Inbound SMS Messaging Not Being Delivered
Incident Report for TSG Global
Postmortem

We apologize for the issues you may have encounter with inbound SMS delivery yesterday morning. Please find the RFO/postmortem below, and if you have any additional questions, please email us at: support@tsgglobal.com

SMS Inbound Partial Outage

Overview

In the early AM, inbound SMS traffic to customers was reduced due to a message queuing system configuration error. Once the issue was identified around 9:45 AM PST, it was resolved by deleting and recreating the queues by 11:05 AM PST.

What Happened

Due to a known bug in the previous version of our message queuing engine, we had to perform an emergency update early in the AM to avoid a potential full disk issue (which we were alerted to over the weekend). In short, some queue snapshot cleanups did not complete correctly, which was causing disk usage to rapidly increase. The version update was performed according to the official manual, and was supposed to cause ZERO impact or downtime due to built-in redundancy. After the update was performed, one “corrupt” queue had to be recreated to force the deletion of old snapshots and restore disk space. Once the queue was recreated, everything seamed normal and traffic was flowing, and no alarms were triggered.

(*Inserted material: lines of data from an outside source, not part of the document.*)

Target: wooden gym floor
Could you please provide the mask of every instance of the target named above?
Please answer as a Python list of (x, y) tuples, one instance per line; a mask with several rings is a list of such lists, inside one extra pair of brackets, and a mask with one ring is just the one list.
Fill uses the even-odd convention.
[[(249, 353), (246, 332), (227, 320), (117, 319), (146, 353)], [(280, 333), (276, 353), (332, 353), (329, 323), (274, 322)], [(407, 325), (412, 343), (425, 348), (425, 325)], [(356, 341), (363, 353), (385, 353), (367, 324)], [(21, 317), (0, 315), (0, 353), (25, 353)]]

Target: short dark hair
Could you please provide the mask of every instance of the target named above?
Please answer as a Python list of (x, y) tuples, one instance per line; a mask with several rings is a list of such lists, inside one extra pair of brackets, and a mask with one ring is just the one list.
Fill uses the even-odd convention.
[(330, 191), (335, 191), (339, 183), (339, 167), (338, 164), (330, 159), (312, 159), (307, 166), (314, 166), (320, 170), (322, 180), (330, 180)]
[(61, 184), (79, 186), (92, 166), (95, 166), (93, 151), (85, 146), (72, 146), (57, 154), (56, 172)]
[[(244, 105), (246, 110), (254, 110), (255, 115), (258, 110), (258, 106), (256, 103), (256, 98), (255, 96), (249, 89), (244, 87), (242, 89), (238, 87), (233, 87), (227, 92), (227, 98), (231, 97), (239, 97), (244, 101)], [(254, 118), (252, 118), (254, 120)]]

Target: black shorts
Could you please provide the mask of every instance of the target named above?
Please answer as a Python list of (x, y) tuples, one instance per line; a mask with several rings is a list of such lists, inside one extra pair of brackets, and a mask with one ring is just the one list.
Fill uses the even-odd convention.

Were notified later in the morning by some TSG Global clients that some (but not all) inbound messages are being delayed, not received at all, or were unaffected. The TSG Global Response Team hopped on a call within 5 minutes of the first report, and began to diagnose the partial outage issue.

Resolution

The TSG Global team investigated both our aggregator partners systems (who also had an unplanned extended maintenance window) as well as our internal systems. After some diagnosis, we determined that it was our message queuing system that was dropping/misrouting messages. To fix the issue, we reset the entire configuration by deleting and recreating the routing rules for our queues, which restored expected functionality and normal traffic resumed as expected.

Root Causes

There are two possible root causes:

  1. deleting the “corrupt” queue which is part of a "queues cluster" caused routing issues
  2. the queuing engine version upgrade itself had undocumented issues

We are leaning towards the first root cause as the culprit due to the behaviors exhibited. There is no related documentation about this issue in the upgrade documentation, and it never happened when we performed upgrades in the past, nor did it affect other queues with similar or same configurations.

Impact

Some customers experienced delayed inbound deliveries or no inbound delivery at all for some part of their traffic.

What Went Well

  • Quick Response: the Team responded promptly upon reporting from customers, confirmed that more DLRs being routed to customers than SMS messages, and we identified the queue causing the issue and recreated it to restore normal operation.

What Didn’t Go So Well

  • We had no specific alerts in place to notice this partial outage (e.g. that only some vs. all queues were not receiving traffic, or that some unroutable errors were being received, or that our overall outbound traffic processing had deviated by a large percentage vs. a typical weekday morning).

Action Items For Our Team

  • PagerDuty alerts should be raised when a significant amount of messages are not being routed properly, or some thresholds of normal business operations are not being met unexpectedly.
  • When using consistent hash exchange routing, we should investigate/build a “dead letter queue” to route all messages not able to route to our round-robin queues (it can be any of the existing queues - probably the one with lowest index). Will add to our roadmap.
Posted Aug 22, 2023 - 13:37 EDT

Resolved
This incident has been resolved.
Posted Aug 21, 2023 - 16:34 EDT
Monitoring
The root cause has been identified, and working with our peering partner, a fix has been implemented. Some messages may not have been corrupted and not delivered to your endpoint. An official post-mortem will be available by COB Tuesday, 08/22/2023. We will continue to monitor to ensure message delivery continues as expected.
Posted Aug 21, 2023 - 14:22 EDT
Update
We are continuing to investigate this issue.
Posted Aug 21, 2023 - 13:30 EDT
Update
We are continuing to investigate this issue.
Posted Aug 21, 2023 - 13:29 EDT
Investigating
We are currently investigating an issue with inbound messages not being delivered. We will update once we have more information.
Posted Aug 21, 2023 - 13:15 EDT
This incident affected: Messaging Services (SMPP, Local Inbound/Outbound SMS, Toll-Free Inbound/Outbound SMS).